The villa, which has welcomed viceroys and emperors – from Napoleon to Eugene Beauharnais and Ferdinand I of Austria – is striking for its imposing sobriety and the whiteness of its typically neoclassical architecture; also of note is the gentle sloping lawn studded camellias and azaleas and the plane tree avenues by the lake shores that Liszt was so fond of.

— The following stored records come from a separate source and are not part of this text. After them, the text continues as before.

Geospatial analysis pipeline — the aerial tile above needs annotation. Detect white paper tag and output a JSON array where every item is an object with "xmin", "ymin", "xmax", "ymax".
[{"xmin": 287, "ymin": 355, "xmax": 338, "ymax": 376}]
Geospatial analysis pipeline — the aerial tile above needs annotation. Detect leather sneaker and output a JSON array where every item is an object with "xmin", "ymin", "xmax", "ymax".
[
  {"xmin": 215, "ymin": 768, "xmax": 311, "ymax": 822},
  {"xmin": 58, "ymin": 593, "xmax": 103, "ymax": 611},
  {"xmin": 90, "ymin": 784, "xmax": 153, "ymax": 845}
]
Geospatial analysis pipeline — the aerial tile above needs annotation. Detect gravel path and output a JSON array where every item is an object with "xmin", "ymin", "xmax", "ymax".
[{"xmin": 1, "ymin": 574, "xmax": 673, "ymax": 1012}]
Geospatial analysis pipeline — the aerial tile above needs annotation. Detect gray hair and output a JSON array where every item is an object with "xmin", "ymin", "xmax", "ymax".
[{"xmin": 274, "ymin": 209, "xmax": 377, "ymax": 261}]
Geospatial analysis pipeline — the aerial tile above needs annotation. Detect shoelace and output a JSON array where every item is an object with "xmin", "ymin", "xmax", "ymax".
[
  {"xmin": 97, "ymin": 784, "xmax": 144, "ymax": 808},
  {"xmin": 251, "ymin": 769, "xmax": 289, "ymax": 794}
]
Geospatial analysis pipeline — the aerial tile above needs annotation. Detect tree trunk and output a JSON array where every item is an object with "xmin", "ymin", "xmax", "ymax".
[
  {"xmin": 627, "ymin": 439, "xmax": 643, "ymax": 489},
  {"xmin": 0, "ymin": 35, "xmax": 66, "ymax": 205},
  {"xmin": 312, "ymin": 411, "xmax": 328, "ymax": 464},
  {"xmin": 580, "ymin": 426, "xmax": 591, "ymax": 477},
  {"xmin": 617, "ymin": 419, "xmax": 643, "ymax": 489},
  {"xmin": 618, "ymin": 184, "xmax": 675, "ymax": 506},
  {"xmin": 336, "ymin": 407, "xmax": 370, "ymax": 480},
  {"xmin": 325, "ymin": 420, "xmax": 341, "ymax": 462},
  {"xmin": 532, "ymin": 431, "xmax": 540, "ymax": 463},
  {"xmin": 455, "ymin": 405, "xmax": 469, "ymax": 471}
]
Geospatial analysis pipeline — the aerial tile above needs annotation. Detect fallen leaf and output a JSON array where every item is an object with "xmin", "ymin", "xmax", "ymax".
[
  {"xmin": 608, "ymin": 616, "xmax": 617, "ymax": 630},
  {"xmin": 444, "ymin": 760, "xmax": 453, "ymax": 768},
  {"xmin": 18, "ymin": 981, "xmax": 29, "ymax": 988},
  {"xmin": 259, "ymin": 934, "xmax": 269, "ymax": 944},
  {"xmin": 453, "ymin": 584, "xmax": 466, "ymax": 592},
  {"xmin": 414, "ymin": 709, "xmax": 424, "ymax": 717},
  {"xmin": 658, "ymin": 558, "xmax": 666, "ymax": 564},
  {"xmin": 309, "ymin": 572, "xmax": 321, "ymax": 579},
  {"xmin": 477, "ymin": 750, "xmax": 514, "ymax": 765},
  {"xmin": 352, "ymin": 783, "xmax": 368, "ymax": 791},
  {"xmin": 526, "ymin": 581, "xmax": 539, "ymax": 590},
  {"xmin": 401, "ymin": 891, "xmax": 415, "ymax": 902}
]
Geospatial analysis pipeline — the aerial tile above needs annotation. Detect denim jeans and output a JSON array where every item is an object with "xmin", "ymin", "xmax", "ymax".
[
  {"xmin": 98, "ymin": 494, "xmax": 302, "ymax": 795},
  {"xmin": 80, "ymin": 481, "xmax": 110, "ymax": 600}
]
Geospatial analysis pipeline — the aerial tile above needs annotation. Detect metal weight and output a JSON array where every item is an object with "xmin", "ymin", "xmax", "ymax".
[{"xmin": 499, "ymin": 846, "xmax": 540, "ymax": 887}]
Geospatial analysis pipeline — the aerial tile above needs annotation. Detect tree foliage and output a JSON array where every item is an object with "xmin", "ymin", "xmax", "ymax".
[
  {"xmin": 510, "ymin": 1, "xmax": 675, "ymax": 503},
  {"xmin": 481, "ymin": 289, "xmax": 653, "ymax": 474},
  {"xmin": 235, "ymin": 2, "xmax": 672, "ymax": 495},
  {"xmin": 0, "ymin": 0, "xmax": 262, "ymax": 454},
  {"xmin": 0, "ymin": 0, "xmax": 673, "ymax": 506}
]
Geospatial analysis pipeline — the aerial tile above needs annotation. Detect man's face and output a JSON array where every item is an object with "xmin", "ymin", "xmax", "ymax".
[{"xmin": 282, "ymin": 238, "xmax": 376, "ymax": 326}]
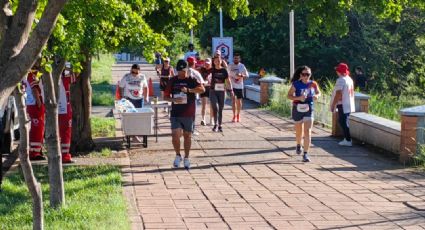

Set on the gentle shores of the Bellagio peninsula, this elegant neoclassical villa was commissioned in 1808 by the Kingdom of Italy’s Minister of Justice Francesco Melzi d’Eril (1753-1816). The project was entrusted to the architect Giocondo Albertolli, while the landscaped “English-style” park was designed by architect Luigi Canonica and agronomist Luigi Villoresi, who had previously worked on the park of Villa Reale in Monza. The ten-hectare gardens and twenty-hectare hills reflecting in the waters of the lake adapt to the natural terracing. A great variety of pathways and vedutas connect the building with its central double ramp staircase to the various rooms of the complex. Behind the house is a rustic portico with a rocaillegrotto. A little further are the family chapel-oratory and the orangery-greenhouse – now a museum with Napoleonic relics and collections of antiquities. Further on, there is an imposing terraced greenhouse of the second half of the 19th century and a belvedere-kiosk originally used as a tea room. With its Moorish lines, this structure overlooks the lake opening up towards Gigi Comolli’s famous Monument to Dante and Beatrice. Not far from the property entrance, in the direction of Bellagio, you finally reach a small area laid out as an “oriental garden” complemented by an artificial grotto and a small bridge crossing the public road to reach an imitation ruin.